それと部下との関わりであるが、貴様にある言葉を贈ろう。
「やってみせ、言って聞かせて、させてみせ、ほめてやらねば、人は動かじ。話し合い、耳を傾け、承認し、任せてやらねば、人は育たず。やっている、姿を感謝で見守って、信頼せねば、人は実らず。
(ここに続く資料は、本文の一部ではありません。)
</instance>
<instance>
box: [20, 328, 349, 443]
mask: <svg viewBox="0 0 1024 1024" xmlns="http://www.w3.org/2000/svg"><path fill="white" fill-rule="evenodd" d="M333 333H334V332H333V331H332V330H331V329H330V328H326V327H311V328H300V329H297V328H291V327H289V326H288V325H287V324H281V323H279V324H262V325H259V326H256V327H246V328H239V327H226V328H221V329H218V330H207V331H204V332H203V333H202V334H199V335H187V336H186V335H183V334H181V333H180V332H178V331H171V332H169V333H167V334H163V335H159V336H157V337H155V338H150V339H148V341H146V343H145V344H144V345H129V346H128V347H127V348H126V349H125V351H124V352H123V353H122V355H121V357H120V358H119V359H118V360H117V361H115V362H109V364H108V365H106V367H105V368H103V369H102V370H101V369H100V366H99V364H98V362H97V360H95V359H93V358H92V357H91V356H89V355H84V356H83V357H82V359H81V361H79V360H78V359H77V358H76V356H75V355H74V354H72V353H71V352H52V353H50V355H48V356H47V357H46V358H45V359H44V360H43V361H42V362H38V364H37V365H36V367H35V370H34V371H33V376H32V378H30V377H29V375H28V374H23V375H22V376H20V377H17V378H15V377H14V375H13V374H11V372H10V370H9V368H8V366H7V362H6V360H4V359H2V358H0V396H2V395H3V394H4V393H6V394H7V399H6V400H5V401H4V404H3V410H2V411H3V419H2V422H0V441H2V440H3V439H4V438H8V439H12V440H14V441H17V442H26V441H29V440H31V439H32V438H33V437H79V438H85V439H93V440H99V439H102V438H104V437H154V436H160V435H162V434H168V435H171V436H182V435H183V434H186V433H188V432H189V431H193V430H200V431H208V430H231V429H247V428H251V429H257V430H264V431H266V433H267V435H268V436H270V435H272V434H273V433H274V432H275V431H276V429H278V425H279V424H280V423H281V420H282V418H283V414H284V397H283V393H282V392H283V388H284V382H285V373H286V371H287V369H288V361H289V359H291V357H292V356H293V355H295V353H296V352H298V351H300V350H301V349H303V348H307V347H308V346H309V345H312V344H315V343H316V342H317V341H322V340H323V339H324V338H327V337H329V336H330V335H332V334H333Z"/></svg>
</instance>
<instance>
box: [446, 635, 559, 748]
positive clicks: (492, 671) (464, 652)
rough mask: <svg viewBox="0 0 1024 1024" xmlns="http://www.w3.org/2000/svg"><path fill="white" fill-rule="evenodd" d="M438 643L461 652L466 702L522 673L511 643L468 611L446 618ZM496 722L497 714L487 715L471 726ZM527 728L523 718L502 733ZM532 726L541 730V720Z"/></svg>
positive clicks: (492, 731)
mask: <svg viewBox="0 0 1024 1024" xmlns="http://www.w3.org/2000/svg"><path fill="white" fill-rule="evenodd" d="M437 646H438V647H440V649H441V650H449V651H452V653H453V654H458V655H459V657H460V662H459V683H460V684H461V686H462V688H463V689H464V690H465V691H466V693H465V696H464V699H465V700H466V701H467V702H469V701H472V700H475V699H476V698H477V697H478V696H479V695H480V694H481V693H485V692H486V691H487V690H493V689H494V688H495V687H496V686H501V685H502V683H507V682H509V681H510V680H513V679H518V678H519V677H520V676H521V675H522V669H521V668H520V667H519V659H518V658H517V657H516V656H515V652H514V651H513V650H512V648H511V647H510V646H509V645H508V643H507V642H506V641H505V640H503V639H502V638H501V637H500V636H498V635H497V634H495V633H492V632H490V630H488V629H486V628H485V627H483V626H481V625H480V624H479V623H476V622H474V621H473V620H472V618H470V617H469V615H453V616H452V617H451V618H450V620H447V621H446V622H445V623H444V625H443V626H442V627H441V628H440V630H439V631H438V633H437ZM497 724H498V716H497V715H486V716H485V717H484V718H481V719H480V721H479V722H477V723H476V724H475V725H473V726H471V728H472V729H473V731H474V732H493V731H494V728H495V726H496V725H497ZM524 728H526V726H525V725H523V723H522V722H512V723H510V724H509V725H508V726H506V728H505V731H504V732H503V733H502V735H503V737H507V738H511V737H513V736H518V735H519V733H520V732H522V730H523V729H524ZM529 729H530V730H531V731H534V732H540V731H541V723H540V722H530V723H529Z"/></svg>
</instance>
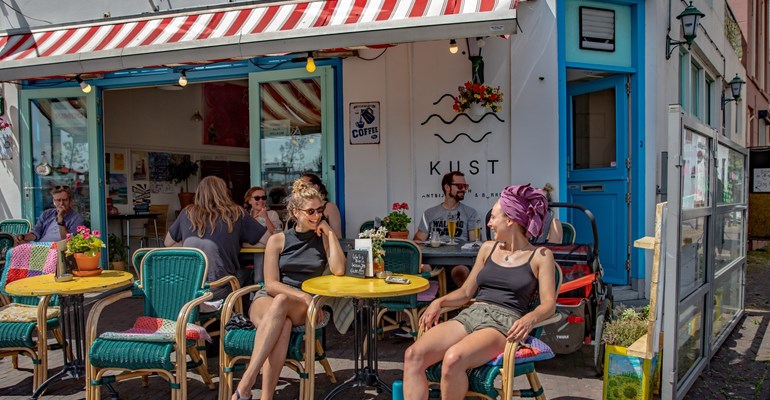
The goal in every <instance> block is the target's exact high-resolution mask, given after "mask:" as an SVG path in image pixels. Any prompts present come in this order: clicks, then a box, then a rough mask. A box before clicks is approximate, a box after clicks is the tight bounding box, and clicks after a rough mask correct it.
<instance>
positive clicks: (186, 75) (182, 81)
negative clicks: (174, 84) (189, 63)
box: [179, 70, 187, 87]
mask: <svg viewBox="0 0 770 400" xmlns="http://www.w3.org/2000/svg"><path fill="white" fill-rule="evenodd" d="M179 86H181V87H185V86H187V71H185V70H182V71H181V72H179Z"/></svg>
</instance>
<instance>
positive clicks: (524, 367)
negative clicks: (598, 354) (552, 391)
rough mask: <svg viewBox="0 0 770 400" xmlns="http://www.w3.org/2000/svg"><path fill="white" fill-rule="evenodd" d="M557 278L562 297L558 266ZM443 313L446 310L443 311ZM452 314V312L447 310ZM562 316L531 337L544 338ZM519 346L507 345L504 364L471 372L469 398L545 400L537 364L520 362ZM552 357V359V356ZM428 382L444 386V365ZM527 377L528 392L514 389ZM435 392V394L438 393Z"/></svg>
mask: <svg viewBox="0 0 770 400" xmlns="http://www.w3.org/2000/svg"><path fill="white" fill-rule="evenodd" d="M554 267H555V276H556V293H559V287H560V286H561V283H562V273H561V268H559V265H558V264H555V263H554ZM538 304H539V301H537V300H535V301H533V302H532V304H531V305H530V310H531V309H534V308H535V307H537V305H538ZM442 311H443V310H442ZM446 311H449V310H446ZM561 317H562V316H561V314H559V313H556V314H554V315H553V316H552V317H550V318H548V319H546V320H543V321H540V322H539V323H537V324H535V326H534V329H533V330H532V332H531V333H530V336H532V337H535V338H537V337H540V335H541V334H542V332H543V327H544V326H546V325H549V324H552V323H555V322H558V321H559V320H561ZM518 347H519V343H518V342H517V343H511V342H507V343H506V345H505V352H504V353H503V358H502V361H501V362H494V363H493V362H490V363H487V364H484V365H482V366H480V367H477V368H473V369H470V370H468V371H467V373H468V392H467V393H466V396H471V397H473V396H475V397H481V398H483V399H498V398H500V399H506V400H507V399H510V398H513V397H527V398H536V399H539V400H545V393H544V392H545V391H544V389H543V385H542V384H541V383H540V378H538V376H537V371H535V361H534V360H532V359H521V360H517V359H516V350H518ZM551 356H552V355H551ZM493 361H496V360H493ZM425 375H427V377H428V382H429V384H430V385H431V386H438V385H440V382H441V363H440V362H439V363H436V364H433V365H431V366H430V367H428V368H427V369H426V370H425ZM521 375H525V376H526V377H527V381H528V382H529V385H530V387H529V388H528V389H520V390H514V389H513V380H514V378H515V377H517V376H521ZM498 376H500V377H501V381H502V385H501V387H499V388H498V387H496V386H495V380H496V379H497V377H498ZM436 391H437V390H436V389H432V390H431V392H434V393H435V392H436Z"/></svg>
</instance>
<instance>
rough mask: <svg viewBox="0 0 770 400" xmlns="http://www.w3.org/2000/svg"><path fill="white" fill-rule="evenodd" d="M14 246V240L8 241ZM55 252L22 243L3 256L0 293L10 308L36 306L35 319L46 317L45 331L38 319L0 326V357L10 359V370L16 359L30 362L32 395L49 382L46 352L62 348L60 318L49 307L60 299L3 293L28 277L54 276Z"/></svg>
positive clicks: (48, 246) (8, 323)
mask: <svg viewBox="0 0 770 400" xmlns="http://www.w3.org/2000/svg"><path fill="white" fill-rule="evenodd" d="M11 242H13V238H11ZM58 256H59V254H58V251H57V250H56V246H54V244H53V243H42V242H38V243H25V244H21V245H18V246H16V247H12V248H10V249H8V250H7V253H6V257H5V260H6V266H5V268H4V269H3V273H2V277H1V278H0V293H2V294H3V296H5V297H6V298H7V299H8V300H9V303H10V304H9V305H13V304H16V305H26V306H35V307H37V310H36V312H35V315H46V321H45V329H40V327H41V326H42V324H41V323H40V321H39V320H38V319H35V320H32V321H30V320H28V319H26V318H20V319H19V320H18V321H17V322H0V357H9V356H10V357H12V364H13V368H15V369H18V368H19V365H18V355H19V354H21V355H24V356H27V357H29V358H30V359H31V360H32V374H33V378H32V391H34V390H35V389H37V388H38V386H40V385H41V384H42V383H43V382H45V380H46V379H48V352H49V351H50V350H52V349H54V348H59V349H61V348H62V345H63V343H64V338H63V337H62V333H61V329H60V328H59V318H58V317H57V316H56V314H53V313H54V312H55V311H54V309H52V308H51V307H57V308H58V305H59V298H58V296H55V295H49V296H40V297H38V296H16V295H12V294H10V293H8V292H6V291H5V286H6V285H7V284H8V283H11V282H13V281H16V280H19V279H23V278H26V277H29V276H38V275H45V274H53V273H55V272H56V263H57V260H58ZM49 333H50V334H51V335H52V336H53V337H54V338H55V339H56V341H57V342H58V346H55V347H54V346H49V345H48V338H49V336H48V335H49Z"/></svg>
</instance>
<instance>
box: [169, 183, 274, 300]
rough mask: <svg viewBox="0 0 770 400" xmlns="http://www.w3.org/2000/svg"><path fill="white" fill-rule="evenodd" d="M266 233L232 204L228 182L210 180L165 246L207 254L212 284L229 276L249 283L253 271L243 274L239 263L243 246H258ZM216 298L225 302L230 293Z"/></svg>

」
大日本帝国海軍 第26、27代連合艦隊司令長官 山本五十六の言葉じゃ。
人の上に立つものが持つべき心得として的を得たものじゃとワシは思う。
これらの言葉が意味するところの本質とは何か分かるか?
それは”相手に敬意を払わなければ、人は動かぬ”ということじゃ。
前にも申したが、上司部下といえども同じ人間じゃ。
相手を軽んじ、言うことをきかせようとすればするほど、反発されたり、関係が構築できなくなるのは至極当然の結果じゃ。
会社組織である以上、当然上司として部下の意に沿わぬことも言わねばならぬこともあろう。
しかし、相手に対する敬意が根底にあれば、たとえそうした言葉に一時的に不満を感じることはあったとしても、いずれその意を理解してくれるはずじゃ。
所詮人と人との関係じゃ。
貴様が慈(いつくしみ)を持って 部下に接せぬかぎり、 部下もまた貴様に親しみを感じることはない。
相手がどうだこうだではない、貴様が部下との関係を考えるのであれば、まずは貴様がやってみよ!そうせねば何も変わらぬであろうぞ。